遠距離恋愛中の彼女がいるのに、仕事終わりに私の家へ直帰するようになった彼。初めは、お互いに名前を知ってるだけの、なんでもない関係だったのに。
いつしか、二人で朝を迎えるようになり、「いってきます」「いってらっしゃい」を言い合う夏の日が3ヶ月も続いてしまった。
「お姉さん」「お兄さん」と呼び合う、恋人ではない曖昧な関係の私達
彼は、3ヶ月だけ歳上である私のことを「お姉さん」と呼ぶ。職場での私の仕事振りをみて、なんだか「お姉さんみたい」だからと。
私は、彼の事を「お兄さん」と呼んだ。仕事に対する姿勢を尊敬していたし、立場上、彼の方が上だったから。
本当は、下の名前で呼び合いたかった。けれど、恋人ではない曖昧な関係である私達にとって、この呼び方はむしろ適していたのかもしれない。

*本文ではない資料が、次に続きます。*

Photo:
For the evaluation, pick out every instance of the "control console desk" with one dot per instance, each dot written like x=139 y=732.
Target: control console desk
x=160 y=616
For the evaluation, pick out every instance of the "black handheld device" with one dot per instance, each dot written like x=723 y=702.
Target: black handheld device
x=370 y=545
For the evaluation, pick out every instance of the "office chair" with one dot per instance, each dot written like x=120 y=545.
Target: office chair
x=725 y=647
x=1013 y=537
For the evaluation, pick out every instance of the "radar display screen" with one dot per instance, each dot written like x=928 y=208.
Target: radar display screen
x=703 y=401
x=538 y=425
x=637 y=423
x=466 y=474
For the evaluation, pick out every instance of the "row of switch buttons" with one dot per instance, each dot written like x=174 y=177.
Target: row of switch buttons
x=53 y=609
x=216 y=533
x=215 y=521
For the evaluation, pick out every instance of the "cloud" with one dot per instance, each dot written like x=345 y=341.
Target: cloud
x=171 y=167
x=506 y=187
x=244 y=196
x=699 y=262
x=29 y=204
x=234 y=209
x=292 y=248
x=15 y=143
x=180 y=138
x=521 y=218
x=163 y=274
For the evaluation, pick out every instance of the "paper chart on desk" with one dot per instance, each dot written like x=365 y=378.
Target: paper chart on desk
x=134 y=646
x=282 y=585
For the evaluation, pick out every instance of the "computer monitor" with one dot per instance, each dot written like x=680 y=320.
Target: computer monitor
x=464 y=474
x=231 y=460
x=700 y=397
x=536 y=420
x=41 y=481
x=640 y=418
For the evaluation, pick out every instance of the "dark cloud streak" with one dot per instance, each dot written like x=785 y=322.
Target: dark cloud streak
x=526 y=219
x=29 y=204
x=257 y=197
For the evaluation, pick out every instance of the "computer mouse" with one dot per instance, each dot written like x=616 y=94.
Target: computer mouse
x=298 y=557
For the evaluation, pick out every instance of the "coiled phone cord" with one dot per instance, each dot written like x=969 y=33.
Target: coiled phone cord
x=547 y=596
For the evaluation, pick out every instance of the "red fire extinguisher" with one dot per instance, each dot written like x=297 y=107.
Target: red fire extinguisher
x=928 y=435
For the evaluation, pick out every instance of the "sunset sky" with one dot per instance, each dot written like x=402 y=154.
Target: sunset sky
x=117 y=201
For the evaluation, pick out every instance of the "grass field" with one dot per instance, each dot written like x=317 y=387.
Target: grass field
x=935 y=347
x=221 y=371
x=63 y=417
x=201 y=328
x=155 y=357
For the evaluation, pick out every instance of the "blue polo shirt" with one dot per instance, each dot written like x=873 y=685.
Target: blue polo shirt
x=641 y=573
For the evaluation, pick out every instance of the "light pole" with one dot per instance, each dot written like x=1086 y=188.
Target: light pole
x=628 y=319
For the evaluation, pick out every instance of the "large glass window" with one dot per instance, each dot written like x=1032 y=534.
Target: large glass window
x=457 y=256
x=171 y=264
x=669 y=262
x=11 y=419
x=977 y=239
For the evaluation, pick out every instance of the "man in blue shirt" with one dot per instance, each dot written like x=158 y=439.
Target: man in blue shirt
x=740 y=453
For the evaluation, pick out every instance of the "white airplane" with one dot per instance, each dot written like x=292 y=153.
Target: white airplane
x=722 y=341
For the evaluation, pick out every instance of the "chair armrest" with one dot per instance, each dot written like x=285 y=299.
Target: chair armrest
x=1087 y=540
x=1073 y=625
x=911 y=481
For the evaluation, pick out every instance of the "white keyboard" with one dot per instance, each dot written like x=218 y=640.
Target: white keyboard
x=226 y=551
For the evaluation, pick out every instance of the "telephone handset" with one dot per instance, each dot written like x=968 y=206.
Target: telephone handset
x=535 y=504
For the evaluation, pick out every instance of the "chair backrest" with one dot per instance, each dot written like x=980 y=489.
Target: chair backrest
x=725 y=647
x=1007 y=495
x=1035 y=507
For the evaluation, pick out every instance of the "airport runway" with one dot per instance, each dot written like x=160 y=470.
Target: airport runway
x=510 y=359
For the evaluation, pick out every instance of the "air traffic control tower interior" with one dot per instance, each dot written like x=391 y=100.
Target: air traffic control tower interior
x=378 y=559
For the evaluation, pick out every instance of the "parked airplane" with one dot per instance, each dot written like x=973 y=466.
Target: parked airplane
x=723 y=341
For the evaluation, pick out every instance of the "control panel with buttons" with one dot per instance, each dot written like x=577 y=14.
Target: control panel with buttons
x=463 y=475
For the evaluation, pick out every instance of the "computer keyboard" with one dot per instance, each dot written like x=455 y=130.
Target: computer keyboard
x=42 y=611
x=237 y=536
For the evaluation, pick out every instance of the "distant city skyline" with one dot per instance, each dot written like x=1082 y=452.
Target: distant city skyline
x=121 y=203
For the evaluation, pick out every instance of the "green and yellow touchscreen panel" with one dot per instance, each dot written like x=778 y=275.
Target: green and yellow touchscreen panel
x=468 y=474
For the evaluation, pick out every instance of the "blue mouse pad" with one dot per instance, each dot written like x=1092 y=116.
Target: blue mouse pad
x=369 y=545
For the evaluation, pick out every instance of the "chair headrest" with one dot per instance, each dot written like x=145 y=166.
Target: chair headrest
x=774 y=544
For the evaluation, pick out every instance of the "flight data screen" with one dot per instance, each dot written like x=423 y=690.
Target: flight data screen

あの日、彼女がいることを知っておきながら、仕事の相談をしてみよう程度の軽い気持ちであなたからの食事の誘いを受けていなければ、知らなくていいことがたくさんあった。
知れば知るほど、ダメだと思いながらも彼に惹かれてしまった
眼鏡を外すと子犬のような丸い瞳だったことも、目を細めてふわりと上品に笑ったり、ときにはくしゃっと笑ったりする屈託のない笑顔も。
朝起きると、布団から出て軽いステップを刻みながら踊るチャーミングな一面も、筋肉のついた熊のように大きな身体で芝犬のようにしっぽを振って甘えてくる姿も、騙されていると分かっていながら騙されている、気が弱くて心根の優しい性格も。
真面目で誠実、勉強熱心で仕事ばかりしている草食系のイメージなのに、実はちょっぴりスケベな一面も、大きくて柔らかい手も、重ねてはいけない薄い唇も、熱のこもった熱い視線も、甘い声も、全部、全部、全部知らなくてよかったのに。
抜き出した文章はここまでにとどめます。